A grain elevator and the rolling hills of the Palouse farmland are shown from the top of Steptoe Butte near Colfax on Oct. 28, 2019. (AP Photo/Ted S. Warren, file)

A grain elevator and the rolling hills of the Palouse farmland are shown from the top of Steptoe Butte near Colfax on Oct. 28, 2019. (AP Photo/Ted S. Warren, file)

State buys more Steptoe Butte land to preserve it

Two families from western Washington purchased the property in 2016 to protect it from development.

  • By Wire Service
  • Tuesday, December 21, 2021 2:46pm
  • Northwest

Associated Press

COLFAX, Wash. — The largest remaining area of native Palouse prairie in southeastern Washington state will be preserved thanks to a transaction that moved hundreds of acres of Steptoe Butte into public ownership.

The Moscow-Pullman Daily News reports Kent Bassett, of Bellevue, and Ray and Joan Folwell, of Pullman, sold a 437-acre parcel on the flanks of the butte to the Washington Department of Natural Resources. The transaction has been in the works for more than two years and recently closed.

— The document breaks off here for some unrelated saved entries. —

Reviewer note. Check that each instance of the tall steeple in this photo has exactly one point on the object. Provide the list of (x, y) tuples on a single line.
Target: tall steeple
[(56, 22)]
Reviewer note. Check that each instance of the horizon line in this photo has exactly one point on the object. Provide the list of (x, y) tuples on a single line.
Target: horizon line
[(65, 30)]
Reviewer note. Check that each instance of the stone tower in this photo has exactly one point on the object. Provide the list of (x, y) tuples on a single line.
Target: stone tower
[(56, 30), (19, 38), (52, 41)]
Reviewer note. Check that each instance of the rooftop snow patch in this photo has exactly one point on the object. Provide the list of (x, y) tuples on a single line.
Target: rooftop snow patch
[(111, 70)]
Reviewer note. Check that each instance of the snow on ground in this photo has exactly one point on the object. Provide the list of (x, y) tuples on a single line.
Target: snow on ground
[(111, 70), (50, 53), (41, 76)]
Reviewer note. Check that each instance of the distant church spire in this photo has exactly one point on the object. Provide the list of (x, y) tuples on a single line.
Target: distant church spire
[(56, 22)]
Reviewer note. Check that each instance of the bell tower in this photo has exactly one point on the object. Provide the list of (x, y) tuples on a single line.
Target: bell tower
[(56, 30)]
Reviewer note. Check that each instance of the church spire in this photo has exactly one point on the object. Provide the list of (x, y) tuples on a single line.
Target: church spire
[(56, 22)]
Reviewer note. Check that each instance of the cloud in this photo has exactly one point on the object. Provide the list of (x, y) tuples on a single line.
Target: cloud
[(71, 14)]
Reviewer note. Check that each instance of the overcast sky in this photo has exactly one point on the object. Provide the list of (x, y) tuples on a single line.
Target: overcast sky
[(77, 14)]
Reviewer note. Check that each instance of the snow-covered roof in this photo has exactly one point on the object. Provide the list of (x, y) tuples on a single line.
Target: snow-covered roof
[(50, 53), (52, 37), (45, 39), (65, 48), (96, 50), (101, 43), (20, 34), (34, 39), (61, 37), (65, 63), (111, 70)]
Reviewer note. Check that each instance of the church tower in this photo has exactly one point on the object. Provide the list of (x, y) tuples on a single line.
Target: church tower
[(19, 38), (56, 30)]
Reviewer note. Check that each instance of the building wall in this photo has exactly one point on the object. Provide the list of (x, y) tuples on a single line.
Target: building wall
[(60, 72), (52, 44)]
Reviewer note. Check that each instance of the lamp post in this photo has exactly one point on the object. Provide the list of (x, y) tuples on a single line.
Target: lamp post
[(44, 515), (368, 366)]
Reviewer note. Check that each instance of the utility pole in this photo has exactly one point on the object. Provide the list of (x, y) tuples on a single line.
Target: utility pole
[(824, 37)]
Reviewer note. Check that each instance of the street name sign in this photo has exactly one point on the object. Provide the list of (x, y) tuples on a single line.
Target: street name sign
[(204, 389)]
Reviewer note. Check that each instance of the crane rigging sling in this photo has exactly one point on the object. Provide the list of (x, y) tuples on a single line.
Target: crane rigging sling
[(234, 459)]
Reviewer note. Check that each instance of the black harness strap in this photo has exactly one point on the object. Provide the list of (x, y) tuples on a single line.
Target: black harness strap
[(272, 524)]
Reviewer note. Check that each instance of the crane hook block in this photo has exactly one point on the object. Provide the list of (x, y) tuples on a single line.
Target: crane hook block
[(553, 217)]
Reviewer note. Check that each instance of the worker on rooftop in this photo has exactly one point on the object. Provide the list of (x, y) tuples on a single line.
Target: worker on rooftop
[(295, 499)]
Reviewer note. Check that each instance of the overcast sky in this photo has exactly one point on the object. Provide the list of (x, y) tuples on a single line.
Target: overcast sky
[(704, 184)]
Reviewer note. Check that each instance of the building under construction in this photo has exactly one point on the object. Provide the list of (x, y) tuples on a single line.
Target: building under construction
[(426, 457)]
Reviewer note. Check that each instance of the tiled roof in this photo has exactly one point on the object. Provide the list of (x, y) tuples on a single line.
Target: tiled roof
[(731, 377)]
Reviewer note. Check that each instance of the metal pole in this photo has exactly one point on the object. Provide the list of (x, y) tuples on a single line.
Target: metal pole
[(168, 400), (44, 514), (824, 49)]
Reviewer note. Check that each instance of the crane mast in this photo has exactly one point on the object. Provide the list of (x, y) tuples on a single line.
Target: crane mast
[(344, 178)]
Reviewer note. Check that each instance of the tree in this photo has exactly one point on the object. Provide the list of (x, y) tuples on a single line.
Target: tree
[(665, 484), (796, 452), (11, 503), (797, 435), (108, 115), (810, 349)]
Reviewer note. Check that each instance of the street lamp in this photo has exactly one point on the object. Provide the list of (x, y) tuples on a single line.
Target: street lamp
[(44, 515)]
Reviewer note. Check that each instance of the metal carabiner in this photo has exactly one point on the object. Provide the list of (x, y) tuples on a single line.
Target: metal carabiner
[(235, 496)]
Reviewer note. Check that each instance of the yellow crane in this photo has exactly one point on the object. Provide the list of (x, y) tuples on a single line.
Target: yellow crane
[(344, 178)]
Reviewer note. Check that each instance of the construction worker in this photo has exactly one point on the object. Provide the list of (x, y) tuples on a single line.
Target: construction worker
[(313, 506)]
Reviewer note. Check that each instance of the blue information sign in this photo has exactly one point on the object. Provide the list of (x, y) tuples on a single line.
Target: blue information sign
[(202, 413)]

Bassett and his late wife, Elaine, teamed up with the Folwells to purchase the property in 2016 with the idea of protecting the area rich in native plants from development.

“Our goal in purchasing this and bringing ownership to the state was simply to preserve it as it is, to make it look no different than it was except for perhaps better control of invasive species,” Bassett said. “We are trusting the state will maintain it in perpetuity.”

The top of the butte is a Washington State park but much of its flanks were in private ownership. The newly public parcel wraps around three sides of the conical-shaped butte, giving it three distinct ecosystems — canyon grasslands, Palouse prairie and forest land.

Two years ago, the Washington Recreation and Conservation Office awarded a $1.2 million grant to the Department of Natural Resources to facilitate the purchase.

The department has previously indicated it will manage the parcel as a natural area preserve, a natural resources conservation area or some combination of both. The first is more restrictive, with a focus on research and education. Access is allowed, but activities like hunting are rare. The second would allow more access and be less restrictive, but still have a priority of conserving ecological values.